Wall St ends lower after bank rating cuts spark wider sell-off
All three major Wall Street benchmarks finished lower on Tuesday in a broad sell-off after the downgrading of several lenders by credit rating agency Moody’s reignited fears about the health of U.S. banks and the economy.
After a five-month rally pushed the benchmark S&P 500 and Nasdaq Composite within 5 percent their lifetime highs, August has now recorded five losing sessions out of six. The S&P is down 2 percent this month, with the Nasdaq dropping 3.2 percent.
Tuesday’s decline was triggered after the agency cut ratings on 10 small- to mid-sized lenders by one notch and placed six banking giants, including Bank of New York Mellon, U.S. Bancorp, State Street and Truist Financial, on review for potential downgrades.
READ: Moody’s downgrades 10 US banks, warns of possible cuts to others
Moody’s also warned that the sector’s credit strength would likely be tested by funding risks and weaker profitability.
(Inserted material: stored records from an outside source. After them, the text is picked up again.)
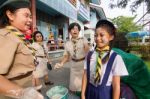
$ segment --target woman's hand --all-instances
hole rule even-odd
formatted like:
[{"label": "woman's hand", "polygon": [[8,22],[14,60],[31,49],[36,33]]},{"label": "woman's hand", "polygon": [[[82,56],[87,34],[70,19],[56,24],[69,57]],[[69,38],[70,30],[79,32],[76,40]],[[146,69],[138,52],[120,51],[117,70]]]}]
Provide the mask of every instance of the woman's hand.
[{"label": "woman's hand", "polygon": [[61,67],[63,67],[62,63],[56,63],[55,66],[54,66],[54,69],[59,69]]},{"label": "woman's hand", "polygon": [[19,99],[44,99],[44,97],[33,87],[29,87],[23,89],[22,95]]}]

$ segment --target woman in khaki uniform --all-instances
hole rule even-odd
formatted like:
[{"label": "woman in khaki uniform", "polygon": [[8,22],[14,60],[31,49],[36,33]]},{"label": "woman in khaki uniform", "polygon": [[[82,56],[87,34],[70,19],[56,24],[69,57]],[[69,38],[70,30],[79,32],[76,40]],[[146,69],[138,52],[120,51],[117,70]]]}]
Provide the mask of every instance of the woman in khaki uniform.
[{"label": "woman in khaki uniform", "polygon": [[8,0],[0,6],[0,99],[43,99],[31,87],[34,57],[23,35],[31,23],[29,2]]},{"label": "woman in khaki uniform", "polygon": [[78,23],[72,23],[69,26],[69,32],[72,36],[71,40],[65,44],[64,58],[61,63],[57,63],[55,68],[60,68],[69,59],[70,66],[70,84],[69,89],[73,92],[81,91],[83,67],[85,55],[89,50],[88,41],[86,38],[79,37],[81,27]]}]

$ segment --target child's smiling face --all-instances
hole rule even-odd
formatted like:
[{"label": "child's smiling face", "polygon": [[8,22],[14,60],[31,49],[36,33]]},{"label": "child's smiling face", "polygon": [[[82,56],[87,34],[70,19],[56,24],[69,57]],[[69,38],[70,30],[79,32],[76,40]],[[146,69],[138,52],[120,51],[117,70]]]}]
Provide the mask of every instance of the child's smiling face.
[{"label": "child's smiling face", "polygon": [[99,27],[95,32],[95,43],[100,49],[109,46],[109,42],[114,39],[114,36],[110,35],[105,27]]}]

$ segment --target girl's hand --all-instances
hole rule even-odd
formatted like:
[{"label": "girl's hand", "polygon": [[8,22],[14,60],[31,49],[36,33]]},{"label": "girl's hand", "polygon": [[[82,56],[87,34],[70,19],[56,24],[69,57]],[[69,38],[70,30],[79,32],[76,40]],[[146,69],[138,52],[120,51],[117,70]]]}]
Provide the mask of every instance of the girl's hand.
[{"label": "girl's hand", "polygon": [[85,99],[85,96],[84,96],[84,95],[82,95],[82,96],[81,96],[81,99]]},{"label": "girl's hand", "polygon": [[54,69],[59,69],[63,66],[63,64],[60,64],[60,63],[56,63],[55,66],[54,66]]}]

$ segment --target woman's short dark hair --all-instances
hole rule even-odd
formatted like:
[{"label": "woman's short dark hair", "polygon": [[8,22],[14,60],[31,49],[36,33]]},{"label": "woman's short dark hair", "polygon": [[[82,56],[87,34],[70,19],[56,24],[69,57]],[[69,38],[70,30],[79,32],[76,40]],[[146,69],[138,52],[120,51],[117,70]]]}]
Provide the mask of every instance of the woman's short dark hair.
[{"label": "woman's short dark hair", "polygon": [[81,30],[80,25],[79,25],[78,23],[76,23],[76,22],[71,23],[71,24],[69,25],[68,30],[69,30],[69,31],[71,31],[71,29],[73,29],[73,28],[74,28],[74,26],[77,26],[77,27],[78,27],[78,29],[79,29],[79,31]]},{"label": "woman's short dark hair", "polygon": [[40,32],[40,31],[35,31],[34,33],[33,33],[33,40],[36,42],[36,35],[37,34],[41,34],[41,36],[42,36],[42,40],[44,39],[44,36],[43,36],[43,34],[42,34],[42,32]]},{"label": "woman's short dark hair", "polygon": [[9,25],[9,19],[6,15],[6,11],[9,10],[11,13],[15,13],[17,9],[29,8],[30,3],[26,0],[7,0],[0,6],[0,27],[3,28]]},{"label": "woman's short dark hair", "polygon": [[116,28],[112,22],[108,20],[99,20],[96,24],[96,29],[99,27],[105,28],[110,35],[116,36]]}]

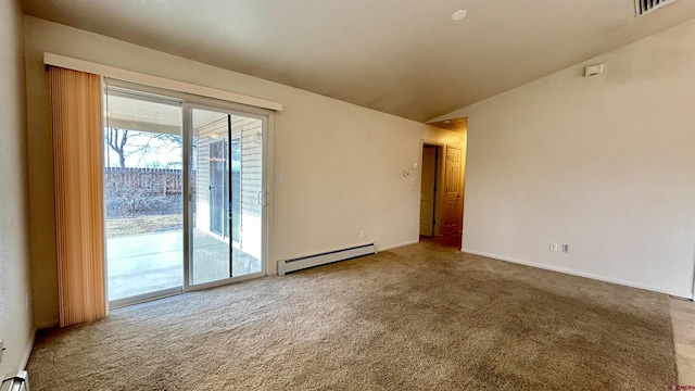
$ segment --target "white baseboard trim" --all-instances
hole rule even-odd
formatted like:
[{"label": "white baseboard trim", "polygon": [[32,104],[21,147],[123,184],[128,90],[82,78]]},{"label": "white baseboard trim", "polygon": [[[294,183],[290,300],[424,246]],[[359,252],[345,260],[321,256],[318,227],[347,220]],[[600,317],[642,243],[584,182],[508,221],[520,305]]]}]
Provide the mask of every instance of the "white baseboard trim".
[{"label": "white baseboard trim", "polygon": [[387,247],[379,247],[377,245],[377,252],[379,251],[387,251],[387,250],[393,250],[393,249],[397,249],[400,247],[404,247],[404,245],[410,245],[410,244],[415,244],[415,243],[419,243],[420,240],[410,240],[410,241],[406,241],[400,244],[393,244],[393,245],[387,245]]},{"label": "white baseboard trim", "polygon": [[693,300],[693,294],[692,293],[683,293],[683,292],[670,291],[670,290],[666,290],[666,289],[661,289],[661,288],[657,288],[657,287],[652,287],[652,286],[646,286],[646,285],[642,285],[642,283],[630,282],[630,281],[626,281],[626,280],[621,280],[621,279],[617,279],[617,278],[610,278],[610,277],[599,276],[599,275],[595,275],[595,274],[591,274],[591,273],[584,273],[584,272],[568,269],[568,268],[564,268],[564,267],[549,266],[549,265],[539,264],[539,263],[534,263],[534,262],[517,260],[517,258],[514,258],[514,257],[510,257],[510,256],[491,254],[491,253],[470,250],[470,249],[466,249],[466,248],[460,249],[460,251],[465,252],[467,254],[485,256],[485,257],[490,257],[490,258],[494,258],[494,260],[498,260],[498,261],[510,262],[510,263],[515,263],[515,264],[519,264],[519,265],[542,268],[542,269],[551,270],[551,272],[558,272],[558,273],[564,273],[564,274],[568,274],[568,275],[571,275],[571,276],[591,278],[591,279],[595,279],[595,280],[598,280],[598,281],[617,283],[617,285],[621,285],[621,286],[626,286],[626,287],[644,289],[644,290],[648,290],[648,291],[653,291],[653,292],[666,293],[666,294],[670,294],[670,295],[674,295],[674,297],[679,297],[679,298]]},{"label": "white baseboard trim", "polygon": [[29,357],[31,356],[31,351],[34,350],[34,342],[36,342],[36,329],[31,330],[31,336],[29,337],[29,340],[24,348],[24,355],[22,356],[22,368],[20,369],[26,369],[26,366],[29,363]]}]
Market confidence in U.S. banks has been gradually returning after the failures of three lenders earlier this year, including Silicon Valley Bank, shocked the financial system.
The S&P 500 Banks index has slipped 2.5 percent year to date, compared with a 17.2-percent gain by the S&P 500, and the downgrades exposed the fragility of investors’ confidence towards financial stocks.
The banks index slid 1.1 percent on Tuesday, while the KBW Regional Banking index dipped 1.4 percent.
Big banks Goldman Sachs and Bank of America each eased around 1.9 percent, while Bank of New York Mellon dropped 1.3 percent and Truist fell 0.6 percent.
Jason Pride, chief of investment strategy and research at Glenmede, noted that Moody’s downgrades, as well as the notice given to larger banks about possible future action, were a public statement about the agency’s concerns for the health of the banking system, and how it affects the wider economy.
“I think it’s a big deal in the bigger picture of how the economy operates, because regional banks’ lending is one of the main lubricants of the economy,” he said.
“If it slows down, the engine just doesn’t work as well.”
Reaction to the bank downgrades pushed up the CBOE Market Volatility index, Wall Street’s fear gauge, at one point hitting a two-month high.
The Dow Jones Industrial Average fell 158.64 points, or 0.45 percent, to 35,314.49, the S&P 500 lost 19.06 points, or 0.42 percent, at 4,499.38 and the Nasdaq Composite dropped 110.07 points, or 0.79 percent, to 13,884.32.
Eight of the 11 major S&P 500 sectors fell. While financials was, understandably, one of the biggest decliners, materials and consumer discretionary also weighed heavily.
The energy index overcame an initial slump, caused by disappointing trade data from top-consumer China weighing on crude prices, to trade 0.5 percent higher. It rebounded along with oil prices after a U.S. government agency projected a rosier economic outlook.
Healthcare shares also advanced, supported by Eli Lilly jumping 14.9 percent to a record close on news of its upbeat quarterly profits.
Drugmakers globally rose after Denmark-based Novo Nordisk said its obesity drug, Wegovy, reduced the risk of heart disease.
Dish Network jumped 9.6 percent as the pay-TV provider disclosed plans to merge with satellite communications vendor EchoStar, which also rose 1 percent.
United Parcel Service slipped 0.9 percent after the U.S. economy bellwether cut its annual revenue forecast.
Volume on U.S. exchanges was 10.94 billion shares, in line with the average over the last 20 trading days.
The S&P 500 posted 13 new 52-week highs and 17 new lows; the Nasdaq Composite recorded 46 new highs and 195 new lows.